WHEN THE DALTONS RODE (1940)
In sharp contrast is this minor but entertaining western, made in 1940 for Universal Studios.  At the helm was George Marshall, a talented director who scored brilliantly with DESTRY RIDES AGAIN (1939) and is also known for the Alan Ladd/Veronica Lake noir THE BLUE DAHLIA.  The film chronicles the heyday of the real-life 'Dalton gang' of brothers, who, in the James & Younger gang mode, terrorized stagecoaches, trains and banks in the early 1890s in and around Kansas until they met their end, not unlike many other outlaws of the era, in a grand shoot-out.  The film, of course, greatly fictionalizes the story, and in the tradition of the JESSE JAMES movie, tries hard to keep our sympathies on the side of this gang of murderers by giving them a sympathetic, loving matriarch, a law-abiding hero/friend in protagonist Randolph Scott, and a justification for their turning outlaw in the greedy, unscrupulous land-grubbing capitalists who make life tough for them.

I found a sharp contrast between the subject matter and the tone of the film, set up from the beginning in the onscreen narration which does not mince words about the lawless and brutal nature of the Daltons, but is accompanied by the most upbeat and jaunty music imaginable.
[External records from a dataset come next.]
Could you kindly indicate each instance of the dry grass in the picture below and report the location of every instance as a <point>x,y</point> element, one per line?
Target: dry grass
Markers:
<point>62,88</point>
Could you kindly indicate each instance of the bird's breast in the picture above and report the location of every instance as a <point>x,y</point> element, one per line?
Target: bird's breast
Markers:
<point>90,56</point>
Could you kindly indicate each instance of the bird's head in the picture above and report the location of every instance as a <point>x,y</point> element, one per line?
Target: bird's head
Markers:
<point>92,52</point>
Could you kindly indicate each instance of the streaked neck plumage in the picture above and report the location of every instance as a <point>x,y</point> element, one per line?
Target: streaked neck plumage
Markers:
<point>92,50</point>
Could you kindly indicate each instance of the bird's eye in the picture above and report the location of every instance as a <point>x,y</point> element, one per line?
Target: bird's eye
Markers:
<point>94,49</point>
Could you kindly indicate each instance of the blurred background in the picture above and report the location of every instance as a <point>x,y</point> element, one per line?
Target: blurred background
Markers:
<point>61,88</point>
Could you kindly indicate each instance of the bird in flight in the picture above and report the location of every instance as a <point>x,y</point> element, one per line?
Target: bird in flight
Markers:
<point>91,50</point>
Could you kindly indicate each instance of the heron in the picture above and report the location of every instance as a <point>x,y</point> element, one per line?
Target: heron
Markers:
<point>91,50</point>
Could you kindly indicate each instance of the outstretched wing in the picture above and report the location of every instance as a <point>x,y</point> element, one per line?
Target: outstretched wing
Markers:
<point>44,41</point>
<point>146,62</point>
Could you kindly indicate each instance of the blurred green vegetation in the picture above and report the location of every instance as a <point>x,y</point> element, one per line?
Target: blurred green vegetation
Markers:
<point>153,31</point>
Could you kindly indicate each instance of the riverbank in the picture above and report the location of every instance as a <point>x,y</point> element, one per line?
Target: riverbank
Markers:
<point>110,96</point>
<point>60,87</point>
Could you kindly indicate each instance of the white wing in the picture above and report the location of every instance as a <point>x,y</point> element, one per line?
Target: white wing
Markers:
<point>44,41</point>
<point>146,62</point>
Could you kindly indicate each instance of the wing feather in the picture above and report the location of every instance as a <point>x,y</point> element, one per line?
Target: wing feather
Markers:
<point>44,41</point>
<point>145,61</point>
Introduced early on the brothers, portrayed by Broderick Crawford, Brian Donlevy, Frank Albertson & Stuart Erwin, are shown to be a rowdy bunch of good-hearted pranksters who are out to have a good time and celebrate their Ma's birthday.  Crawford as 'Bob' Dalton, is even the local sheriff and is engaged to the lovely telegraph operator Kay Francis.  Even when it's made clear that the gang has succumbed to the life of crime, and the body count rises, the film seems to want to make it clear that they are just a short redemptive act away from returning to the right side of the law.  The men of the town are shown to be largely a group of buffoons, in which the Daltons are clearly part.  Andy Devine plays his usual dupe for comic effect on many occasions.  The only smart characters are Scott's Tod Jackson, Francis, and George Bancroft as the businessman/villain.  And very unlike THE OX-BOW INCIDENT, this town is filled with folk:

The last fifteen minutes of the film, though, are somewhat grim, as the brothers find themselves ambushed, and there is a prolonged shoot-out in which there is little music, only shots fired repeatedly in an intense sequence, until every last gang member is dead (this would not be a spoiler considering the real-life end for this gang, captured in some morbid photos that can be found online).  Ironically the youngest of the brothers, Emmett Dalton, is shown as being killed, but in real life he lived to write an autobiography on which the film is supposedly based.
The brothers being photographed with their Ma (played by Mary Gordon) . 
While there are no social critiques of note here, and the film exists primarily to entertain those looking for a pseudo-historical romp, it is a fun watch, with daring stunts and colorful characters.  The cast seems to be having a grand time.  Kay Francis, on the way down from her career high as elegant pre-code 'woman of the world' roles, is still stunning and compelling as the love interest.  As a film capitalizing on the success of JESSE JAMES and the depression-era audiences who would expect to root for the common man against evil capitalists, it's an example of studio-era Hollywood fare very much of its time.